What does the Roald Amundsen have to support lectures? A classroom. It is nowhere near big enough for half the passengers, even with narrow hard chairs sized and spaced for 7th graders. The floor is flat, so anyone shorter than 6’6″ tall is unlikely to be able to see the screen if seated in the third row or beyond (I’m 6′ tall and could see about half the screen, typically). The guests are older and less nimble than typical 7th graders so I kept expecting someone to break a leg while trying to navigate through a row to a seat. I observed several trips and falls.
The crowding in the classroom carries over into other public spaces of the ship. It feels much more crowded than the Royal Caribbean cruises I have been on. Here’s the “Explorer Lounge” up on the top interior deck, with folks waiting for a presentation.
Passengers complained that there was often a line at the buffet and it was sometimes challenging to get coffee.

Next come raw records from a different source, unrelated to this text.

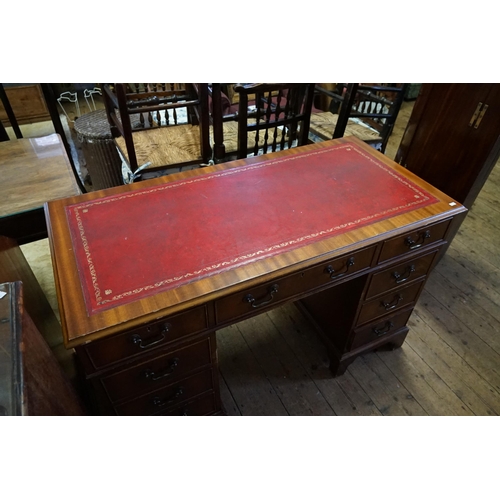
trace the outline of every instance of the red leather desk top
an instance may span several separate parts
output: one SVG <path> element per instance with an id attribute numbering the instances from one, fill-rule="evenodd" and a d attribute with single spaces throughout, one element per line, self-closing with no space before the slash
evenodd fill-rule
<path id="1" fill-rule="evenodd" d="M 89 315 L 435 203 L 355 144 L 69 205 Z"/>

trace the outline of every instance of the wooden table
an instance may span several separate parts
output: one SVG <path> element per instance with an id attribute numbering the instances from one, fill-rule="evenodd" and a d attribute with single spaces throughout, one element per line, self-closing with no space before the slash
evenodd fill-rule
<path id="1" fill-rule="evenodd" d="M 403 343 L 464 214 L 352 137 L 49 202 L 64 341 L 97 413 L 216 414 L 216 330 L 294 301 L 340 375 Z"/>
<path id="2" fill-rule="evenodd" d="M 0 142 L 0 235 L 47 237 L 43 205 L 81 193 L 57 134 Z"/>

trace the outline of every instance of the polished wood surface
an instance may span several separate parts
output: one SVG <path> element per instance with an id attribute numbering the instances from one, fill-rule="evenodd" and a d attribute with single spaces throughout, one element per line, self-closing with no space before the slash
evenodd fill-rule
<path id="1" fill-rule="evenodd" d="M 58 135 L 0 144 L 0 217 L 80 194 Z"/>
<path id="2" fill-rule="evenodd" d="M 80 194 L 60 137 L 0 143 L 0 234 L 25 243 L 46 236 L 43 204 Z"/>
<path id="3" fill-rule="evenodd" d="M 351 139 L 352 140 L 352 139 Z M 339 142 L 345 139 L 339 139 Z M 127 322 L 130 327 L 139 326 L 152 321 L 165 313 L 173 314 L 187 308 L 199 305 L 207 300 L 213 300 L 232 292 L 242 290 L 249 285 L 258 285 L 269 279 L 278 278 L 292 271 L 300 271 L 317 262 L 320 263 L 325 256 L 334 257 L 341 254 L 343 249 L 352 250 L 363 247 L 366 240 L 374 243 L 386 238 L 388 233 L 397 235 L 408 231 L 414 224 L 422 220 L 432 221 L 459 213 L 459 207 L 450 207 L 450 198 L 443 196 L 432 186 L 423 183 L 416 176 L 407 173 L 405 169 L 395 165 L 385 156 L 374 152 L 373 148 L 357 141 L 361 148 L 370 154 L 375 154 L 379 160 L 396 169 L 399 173 L 408 176 L 417 185 L 438 197 L 440 203 L 412 211 L 410 213 L 386 219 L 347 233 L 329 238 L 317 243 L 292 250 L 290 252 L 273 256 L 267 259 L 248 264 L 241 268 L 231 269 L 224 273 L 189 283 L 174 290 L 148 297 L 111 310 L 99 312 L 88 316 L 79 282 L 77 264 L 74 258 L 64 207 L 66 205 L 95 200 L 107 195 L 124 193 L 148 186 L 155 186 L 177 179 L 185 179 L 205 172 L 224 170 L 227 168 L 260 162 L 266 156 L 237 160 L 226 164 L 206 167 L 179 174 L 172 174 L 161 179 L 151 179 L 141 184 L 121 186 L 117 188 L 88 193 L 79 197 L 67 198 L 50 202 L 46 205 L 46 215 L 49 224 L 51 252 L 58 287 L 58 298 L 61 309 L 61 320 L 68 346 L 80 345 L 87 341 L 102 338 L 119 331 L 119 325 Z M 304 146 L 303 151 L 313 151 L 317 148 L 328 147 L 329 142 Z M 275 153 L 274 158 L 294 154 L 294 150 Z M 126 217 L 124 215 L 124 217 Z M 164 304 L 169 304 L 165 308 Z M 161 312 L 160 312 L 161 311 Z"/>

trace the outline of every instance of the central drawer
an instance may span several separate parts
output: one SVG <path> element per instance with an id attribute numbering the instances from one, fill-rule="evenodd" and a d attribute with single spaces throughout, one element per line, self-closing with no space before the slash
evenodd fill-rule
<path id="1" fill-rule="evenodd" d="M 346 254 L 264 285 L 248 288 L 215 302 L 218 324 L 255 314 L 291 297 L 334 283 L 342 278 L 369 269 L 375 246 Z"/>

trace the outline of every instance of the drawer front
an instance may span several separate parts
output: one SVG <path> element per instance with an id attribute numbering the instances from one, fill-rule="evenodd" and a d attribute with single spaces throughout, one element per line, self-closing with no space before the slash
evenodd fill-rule
<path id="1" fill-rule="evenodd" d="M 423 284 L 423 280 L 418 281 L 413 285 L 393 290 L 377 299 L 365 302 L 361 307 L 357 324 L 361 325 L 411 304 L 417 299 Z"/>
<path id="2" fill-rule="evenodd" d="M 170 316 L 147 326 L 113 337 L 97 340 L 83 347 L 96 369 L 144 354 L 184 335 L 199 333 L 208 327 L 205 306 Z"/>
<path id="3" fill-rule="evenodd" d="M 211 415 L 219 411 L 219 405 L 215 397 L 215 393 L 208 393 L 196 398 L 193 401 L 188 401 L 183 405 L 176 406 L 175 409 L 156 414 L 157 416 L 203 416 Z"/>
<path id="4" fill-rule="evenodd" d="M 229 295 L 215 303 L 217 323 L 256 314 L 267 306 L 320 288 L 370 267 L 375 246 L 325 262 L 303 272 Z"/>
<path id="5" fill-rule="evenodd" d="M 388 292 L 404 283 L 411 283 L 425 276 L 437 253 L 438 251 L 435 251 L 417 259 L 407 260 L 385 271 L 375 273 L 371 277 L 370 285 L 366 292 L 366 299 Z"/>
<path id="6" fill-rule="evenodd" d="M 212 360 L 211 338 L 193 343 L 150 359 L 114 375 L 101 378 L 109 399 L 119 401 L 163 387 L 189 372 L 209 366 Z"/>
<path id="7" fill-rule="evenodd" d="M 358 328 L 354 332 L 351 349 L 356 349 L 370 342 L 379 340 L 386 335 L 397 332 L 400 328 L 406 326 L 412 311 L 413 309 L 406 309 L 398 314 L 387 316 L 379 319 L 375 323 Z"/>
<path id="8" fill-rule="evenodd" d="M 387 240 L 382 246 L 382 251 L 380 252 L 378 260 L 379 263 L 385 262 L 393 257 L 398 257 L 399 255 L 421 250 L 431 243 L 442 240 L 450 222 L 450 220 L 445 220 L 432 226 L 423 227 L 412 233 L 406 233 Z"/>
<path id="9" fill-rule="evenodd" d="M 205 370 L 174 384 L 115 407 L 118 415 L 153 415 L 213 390 L 212 370 Z"/>

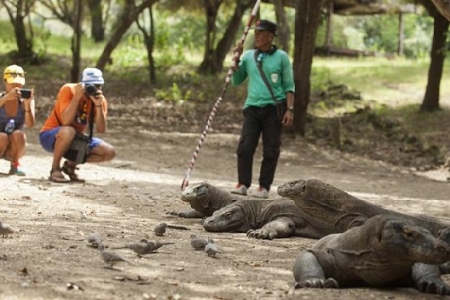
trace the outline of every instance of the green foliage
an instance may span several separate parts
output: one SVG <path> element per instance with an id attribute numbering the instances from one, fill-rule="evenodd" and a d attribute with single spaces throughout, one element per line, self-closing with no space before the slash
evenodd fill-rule
<path id="1" fill-rule="evenodd" d="M 450 99 L 449 65 L 450 60 L 447 60 L 440 90 L 442 106 L 448 105 L 447 99 Z M 398 108 L 414 105 L 417 112 L 424 96 L 428 67 L 428 59 L 316 57 L 311 76 L 312 100 L 308 111 L 321 116 L 332 116 L 349 113 L 366 105 L 371 108 L 379 106 Z M 329 87 L 340 85 L 345 85 L 351 92 L 359 92 L 362 100 L 320 96 L 326 94 Z M 427 115 L 417 114 L 416 116 L 423 118 Z"/>
<path id="2" fill-rule="evenodd" d="M 2 45 L 2 53 L 8 53 L 10 51 L 16 50 L 16 39 L 12 32 L 14 29 L 11 22 L 0 21 L 0 44 Z"/>
<path id="3" fill-rule="evenodd" d="M 424 57 L 431 48 L 433 19 L 422 14 L 405 14 L 404 55 Z M 335 47 L 355 50 L 396 53 L 398 47 L 398 14 L 373 16 L 333 16 L 333 42 Z M 326 22 L 322 21 L 317 34 L 317 45 L 325 44 Z"/>
<path id="4" fill-rule="evenodd" d="M 311 90 L 323 91 L 331 84 L 331 69 L 327 66 L 319 66 L 311 72 Z"/>
<path id="5" fill-rule="evenodd" d="M 190 93 L 186 94 L 189 96 L 188 94 Z M 176 82 L 172 83 L 172 86 L 169 89 L 155 89 L 155 96 L 157 100 L 170 100 L 176 102 L 186 99 Z"/>

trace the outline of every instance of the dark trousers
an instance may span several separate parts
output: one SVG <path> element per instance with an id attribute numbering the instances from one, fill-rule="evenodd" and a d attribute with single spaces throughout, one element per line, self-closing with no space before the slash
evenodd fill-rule
<path id="1" fill-rule="evenodd" d="M 237 149 L 238 180 L 246 187 L 252 183 L 253 156 L 262 134 L 263 161 L 259 174 L 259 185 L 267 190 L 272 185 L 280 156 L 281 121 L 277 107 L 250 106 L 244 109 L 244 123 Z"/>

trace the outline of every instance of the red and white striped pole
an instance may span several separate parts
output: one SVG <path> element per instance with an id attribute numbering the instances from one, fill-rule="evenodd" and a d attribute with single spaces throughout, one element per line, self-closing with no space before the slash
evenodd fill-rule
<path id="1" fill-rule="evenodd" d="M 239 43 L 241 45 L 244 45 L 245 39 L 247 38 L 247 34 L 248 34 L 249 30 L 250 30 L 250 27 L 252 26 L 253 20 L 255 19 L 256 14 L 258 13 L 258 9 L 259 9 L 259 5 L 260 4 L 261 4 L 261 0 L 257 0 L 256 3 L 255 3 L 255 6 L 253 7 L 252 14 L 250 15 L 250 18 L 249 18 L 249 20 L 247 22 L 247 26 L 245 27 L 244 33 L 242 34 L 241 40 L 239 41 Z M 211 110 L 211 113 L 209 114 L 208 121 L 206 122 L 205 129 L 203 129 L 202 135 L 200 136 L 200 138 L 198 140 L 198 143 L 197 143 L 197 146 L 195 147 L 194 153 L 192 154 L 191 162 L 189 163 L 189 166 L 188 166 L 188 168 L 186 170 L 186 173 L 184 175 L 184 178 L 183 178 L 183 182 L 181 183 L 181 189 L 184 189 L 185 187 L 187 187 L 189 185 L 189 178 L 191 177 L 192 169 L 194 169 L 194 164 L 195 164 L 195 161 L 197 160 L 198 153 L 200 152 L 200 149 L 202 148 L 202 145 L 205 142 L 205 138 L 206 138 L 206 135 L 208 134 L 209 129 L 211 127 L 212 120 L 214 119 L 214 116 L 216 115 L 217 108 L 219 107 L 219 104 L 222 101 L 222 99 L 223 99 L 223 97 L 225 95 L 225 92 L 227 90 L 227 87 L 228 87 L 228 85 L 229 85 L 229 83 L 231 81 L 231 75 L 233 74 L 233 70 L 236 67 L 237 63 L 238 63 L 239 56 L 240 56 L 239 52 L 237 52 L 237 51 L 234 52 L 233 64 L 228 69 L 228 73 L 227 73 L 227 76 L 225 77 L 225 83 L 224 83 L 224 86 L 222 88 L 222 92 L 220 93 L 219 97 L 217 98 L 216 103 L 214 104 L 214 106 L 213 106 L 213 108 Z"/>

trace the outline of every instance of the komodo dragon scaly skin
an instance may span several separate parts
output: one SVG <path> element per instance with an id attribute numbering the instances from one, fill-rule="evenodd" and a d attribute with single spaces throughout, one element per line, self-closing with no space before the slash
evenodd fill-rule
<path id="1" fill-rule="evenodd" d="M 181 200 L 188 202 L 192 209 L 182 212 L 170 211 L 167 214 L 182 218 L 209 217 L 216 210 L 241 199 L 249 198 L 229 193 L 206 182 L 199 182 L 188 185 L 181 192 Z"/>
<path id="2" fill-rule="evenodd" d="M 416 286 L 421 292 L 448 295 L 450 286 L 435 265 L 449 259 L 450 246 L 427 229 L 378 215 L 300 252 L 293 273 L 296 288 Z"/>
<path id="3" fill-rule="evenodd" d="M 257 239 L 301 236 L 321 238 L 340 232 L 320 219 L 314 220 L 289 199 L 239 200 L 206 218 L 203 228 L 212 232 L 247 232 Z"/>
<path id="4" fill-rule="evenodd" d="M 358 199 L 328 183 L 318 179 L 295 180 L 278 187 L 278 194 L 295 201 L 295 204 L 305 213 L 315 219 L 328 222 L 345 231 L 353 226 L 363 224 L 368 218 L 380 214 L 391 214 L 411 220 L 417 226 L 431 231 L 439 236 L 441 230 L 450 224 L 438 219 L 411 216 L 384 209 L 367 201 Z M 450 242 L 450 241 L 447 241 Z"/>

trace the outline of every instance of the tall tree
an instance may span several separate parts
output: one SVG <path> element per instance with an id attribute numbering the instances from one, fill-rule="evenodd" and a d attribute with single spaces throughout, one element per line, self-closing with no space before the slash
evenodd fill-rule
<path id="1" fill-rule="evenodd" d="M 283 2 L 280 0 L 270 0 L 270 2 L 272 2 L 275 8 L 275 13 L 277 15 L 277 25 L 278 25 L 277 34 L 278 34 L 278 41 L 280 43 L 280 48 L 286 52 L 289 52 L 291 31 L 289 30 L 289 23 L 287 21 Z"/>
<path id="2" fill-rule="evenodd" d="M 63 22 L 64 24 L 69 25 L 73 30 L 78 26 L 74 20 L 74 1 L 66 1 L 66 0 L 40 0 L 41 5 L 45 6 L 51 12 L 51 18 L 56 18 Z M 39 14 L 39 13 L 38 13 Z M 39 14 L 44 20 L 50 19 L 47 16 L 43 16 Z"/>
<path id="3" fill-rule="evenodd" d="M 14 35 L 17 44 L 16 60 L 38 63 L 38 58 L 33 51 L 33 30 L 31 24 L 27 32 L 25 18 L 30 15 L 34 0 L 1 0 L 8 13 L 8 17 L 14 27 Z M 30 20 L 28 19 L 30 22 Z"/>
<path id="4" fill-rule="evenodd" d="M 245 11 L 255 4 L 255 0 L 236 0 L 233 15 L 227 23 L 227 28 L 216 45 L 217 28 L 215 26 L 217 21 L 217 13 L 220 6 L 220 1 L 204 0 L 208 4 L 205 6 L 207 15 L 206 24 L 206 40 L 205 53 L 203 61 L 200 64 L 200 73 L 216 73 L 222 70 L 223 62 L 227 53 L 230 51 L 236 39 L 236 34 L 240 28 L 242 17 Z"/>
<path id="5" fill-rule="evenodd" d="M 112 52 L 116 49 L 117 45 L 119 45 L 123 35 L 130 28 L 131 24 L 133 24 L 144 9 L 152 6 L 158 1 L 159 0 L 125 0 L 125 4 L 118 14 L 116 23 L 112 27 L 111 37 L 97 61 L 97 68 L 105 68 L 107 62 L 111 58 Z"/>
<path id="6" fill-rule="evenodd" d="M 200 65 L 199 71 L 205 73 L 207 71 L 215 72 L 217 70 L 214 45 L 216 43 L 216 21 L 222 0 L 203 0 L 206 13 L 206 38 L 205 38 L 205 52 L 203 55 L 203 62 Z"/>
<path id="7" fill-rule="evenodd" d="M 305 134 L 306 116 L 311 93 L 310 77 L 314 47 L 322 6 L 325 1 L 295 1 L 294 131 L 301 135 Z"/>
<path id="8" fill-rule="evenodd" d="M 73 36 L 72 36 L 72 69 L 70 78 L 72 82 L 79 81 L 81 65 L 81 19 L 83 14 L 83 0 L 74 0 L 73 2 Z"/>
<path id="9" fill-rule="evenodd" d="M 140 23 L 139 19 L 136 20 L 136 24 L 139 30 L 144 36 L 145 48 L 147 49 L 147 59 L 148 59 L 148 73 L 150 77 L 150 83 L 156 84 L 156 69 L 155 69 L 155 59 L 153 57 L 153 48 L 155 46 L 155 21 L 153 18 L 153 5 L 148 8 L 148 18 L 149 21 L 145 22 L 144 14 L 143 22 Z M 145 24 L 149 24 L 149 30 L 147 30 Z"/>
<path id="10" fill-rule="evenodd" d="M 433 43 L 430 51 L 431 60 L 428 68 L 428 82 L 420 110 L 434 111 L 439 109 L 440 85 L 444 70 L 445 54 L 447 52 L 446 41 L 449 21 L 440 14 L 436 7 L 431 5 L 428 0 L 421 0 L 420 2 L 434 19 Z"/>
<path id="11" fill-rule="evenodd" d="M 91 36 L 95 42 L 105 40 L 105 23 L 103 22 L 103 1 L 87 0 L 89 12 L 91 14 Z M 108 7 L 111 0 L 108 0 Z"/>

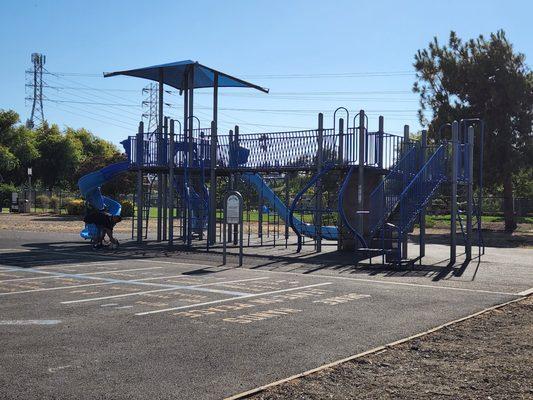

For a theoretical capacity of 530 passengers, this is a 460′ ship of 21,000 gross tons. The Crystal Endeavor is 541′ long and displaces roughly 20,000 tons… for 200 guests, but at double the nightly price. Don’t expect solitude unless you’re in your cabin!
The crew is efficient at getting people in and out of Zodiacs for landings. Nonetheless, with 500ish people on board, it takes a minimum of 3-4 hours to get everyone off the ship and back on. The time that each person can spend at a destination will be shorter than if the destination were visited in an 80-passenger ship.
The bridge is a huge working environment and remained reasonably quiet and calm even when invaded by tourists.
Hurtigruten is not great at communication. There was an update to the itinerary that the land-based staff said had been communicated by email or phone to all of the passengers. Nobody knew about it. Their online packing list says “You will receive a wind and water resistant parka“. Sounds warm, right? In fact, we got what I would call a “rain jacket”. Unlike on Royal Caribbean where you could buy an extra layer for mall-style prices, interpreting “parka” as not requiring packing a heavy fleece layer for underneath would cost at least $350. The news in the shop was not all bad though…
Passengers expressed unhappiness at the difficulty in socializing at meal times. The dining room is set up with a lot of 2- and 4-seat tables. Our Cuba cruise with Royal Caribbean was greatly enhanced by big tables and no permanently assigned seats (previous post). The good news is that, if you’re lonely, the ship has a great library of polar literature and an even greater swap shelf:
If you love technology, you’ll be dismayed at how it is used on the ship. There are no local apps or web servers for distributing information, chatting, etc. That’s a problem on a ship whose total Internet connectivity (for 500+ people) is about the same as a single 3G cell phone. How about a feed from cameras around the ship into the room TV, as is conventional on Royal Caribbean? No. The system that delivers a moving map to the in-room TVs seems to depend on connectivity to an Internet server, which we had only intermittently. Why not a self-contained system as on an airliner or traditional cruise ship? In general, it seemed as though all of the tech that the ship did have was dependent on an Internet connection that the ship seldom had.
Tips: Pay up for a balcony room. The climate control system on the ship is not very effective and if the room is too hot it is great to be able to open the balcony doors.